- Film poster
- Directed by: Joe DeBoer Kyle McConaghy
- Written by: Joe DeBoer Kyle McConaghy
- Produced by: Zachary Weil; Brett Arndt;
- Starring: Sterling Macer Jr.; John Fleck; Micki Jackson;
- Cinematography: Kyle McConaghy
- Edited by: Kyle McConaghy
- Music by: Joe DeBoer Kyle McConaghy
- Production companies: Spooky Pictures; Alarmist Entertainment; Contact Light Films;
- Distributed by: Shudder
- Release dates: March 9, 2024 (SXSW); April 18, 2025;
- Running time: 106 minutes
- Country: United States
- Language: English

= Dead Mail (film) =

2024 film directed by Joe DeBoer and Kyle McConaghy

Dead Mail is a 2024 American horror-thriller film written and directed by Joe DeBoer and Kyle McConaghy. In it, a post office receives a piece of mail that points to a kidnapping.

==Plot==
In the 1980s, aspiring Black synthesizer designer Josh Iver is approached by Trent Whittington at an electronics showcase. Trent takes an interest in Josh's self-designed analog synthesizer and offers to collaborate with him, providing him with space in his house and resources to further his design. Josh accepts the offer and begins an amicable partnership with Trent. However, Trent shows signs of becoming dangerously obsessed with Josh, listening to his synthesizer tests in his spare time and presenting him with gifts to keep him from leaving.

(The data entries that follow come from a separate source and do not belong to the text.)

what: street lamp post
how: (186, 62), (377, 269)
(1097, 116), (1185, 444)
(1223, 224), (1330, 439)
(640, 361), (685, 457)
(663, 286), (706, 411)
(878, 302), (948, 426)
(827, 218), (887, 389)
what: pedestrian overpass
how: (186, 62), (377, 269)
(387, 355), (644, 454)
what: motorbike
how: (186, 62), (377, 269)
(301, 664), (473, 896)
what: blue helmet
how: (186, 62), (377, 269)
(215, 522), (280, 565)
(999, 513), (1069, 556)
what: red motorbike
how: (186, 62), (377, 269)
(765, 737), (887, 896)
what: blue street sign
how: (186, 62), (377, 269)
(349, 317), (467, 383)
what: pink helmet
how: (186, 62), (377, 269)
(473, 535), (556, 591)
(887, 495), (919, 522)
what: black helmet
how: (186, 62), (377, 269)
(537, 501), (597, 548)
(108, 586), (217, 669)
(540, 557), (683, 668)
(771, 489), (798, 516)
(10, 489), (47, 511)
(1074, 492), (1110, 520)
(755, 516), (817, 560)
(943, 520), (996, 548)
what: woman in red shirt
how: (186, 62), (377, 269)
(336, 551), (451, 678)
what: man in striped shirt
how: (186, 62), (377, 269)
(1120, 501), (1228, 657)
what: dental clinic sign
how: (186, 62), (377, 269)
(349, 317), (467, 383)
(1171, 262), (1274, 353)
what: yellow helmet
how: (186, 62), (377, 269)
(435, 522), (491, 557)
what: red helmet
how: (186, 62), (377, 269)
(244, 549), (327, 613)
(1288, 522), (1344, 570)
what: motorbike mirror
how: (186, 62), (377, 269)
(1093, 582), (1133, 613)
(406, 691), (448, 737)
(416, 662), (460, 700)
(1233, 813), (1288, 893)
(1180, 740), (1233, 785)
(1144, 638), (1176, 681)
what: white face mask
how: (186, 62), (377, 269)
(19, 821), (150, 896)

Eventually, Josh sends a test tape to a synthesizer design company in Japan and is offered a job working for them, distressing Trent, who resorts to moving all the synthesizer equipment to a second house he owns and locking Josh in its soundproofed basement when he tries to leave. He forces Josh to work on the synthesizer project in the basement while communicating with him through a PA phone, showing signs of a recurring obsession with (and potential attraction to) talented Black men. When Josh uses his butane torch to burn through a locked door and attempt to escape, Trent catches him and locks him in a bathroom, chained to a sink as his "punishment". Over time, Josh learns Trent's routine, writes a note in distress, and manages to escape while Trent is away, but Trent catches and subdues him just after he drops the note in a public mailbox.

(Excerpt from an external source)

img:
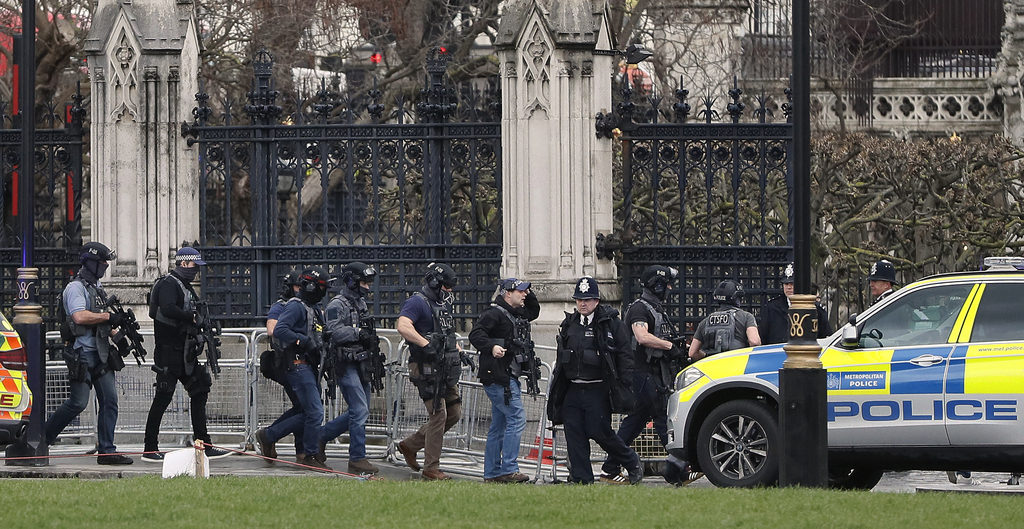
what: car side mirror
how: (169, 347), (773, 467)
(843, 313), (860, 349)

The note finds its way to the Peoria, Illinois post office, where employees Ann and Bess deliver it to dead letter investigator Jasper. After using his connection with French intelligence officer Renée Ogaard and investigative skills to locate the owner of a missing necklace, Jasper spends the night at a low-cost men's housing facility and ends up bunking with Trent, who has followed him in an obsessive attempt to retrieve the note; Trent steals his office key. The next day, while Jasper is on the phone with Renée and making progress identifying potential kidnappers on the street listed on the note, Trent enters the office and kills him and janitor Brooks, arranging the crime scene to appear as if Brooks has committed a murder-suicide.

Ann and Bess resolve to complete Jasper's work and find the source of the note. Ann visits the men's housing facility and cross-references names photos taken of its residents with Renée, narrowing the people down to just a handful of addresses. After a few failed visits, Ann arrives at Trent's second house just as Trent is preparing poisoned food to get rid of Josh. She is invited in, but Trent locks her in and prepares to kill her. However, she locates and frees Josh, unaware that Trent is observing them. Dejected, Trent announces over the PA that he is terminating his partnership with Josh, allows him and Ann to leave, then goes back to his garage and eats the poisoned food while listening to a tape of Josh testing the synthesizer.

The end credits reveal the fates and legacies of the characters, such as Josh disappearing from public life after being treated at the hospital and Ann retiring from postal service work to manage a refrigerator section at a discount store.

==Cast==
- Sterling Macer Jr. as Joshua "Josh" Iver
- John Fleck as Trent Whittington
- Micki Jackson as Ann Lankford
- Susan Priver as Bethesda "Bess" Greer
- Tomas Boykin as Jasper Lawrence
- Nick Heyman as Renée Ogaard
- Sean Heyman as Brooks

==Release==
Dead Mail was released in the United States on March 9, 2024 at the 2024 South by Southwest Film & TV Festival.

==Reception==
 Metacritic, which uses a weighted average, assigned the film a score of 78 out of 100, based on 6 critics, indicating "generally favorable" reviews. Dennis Harvey of Variety praised the film's ambiance, production design, and cinematography, calling it "an effective, twisty thriller with a singular edge of off-kilter black comedy."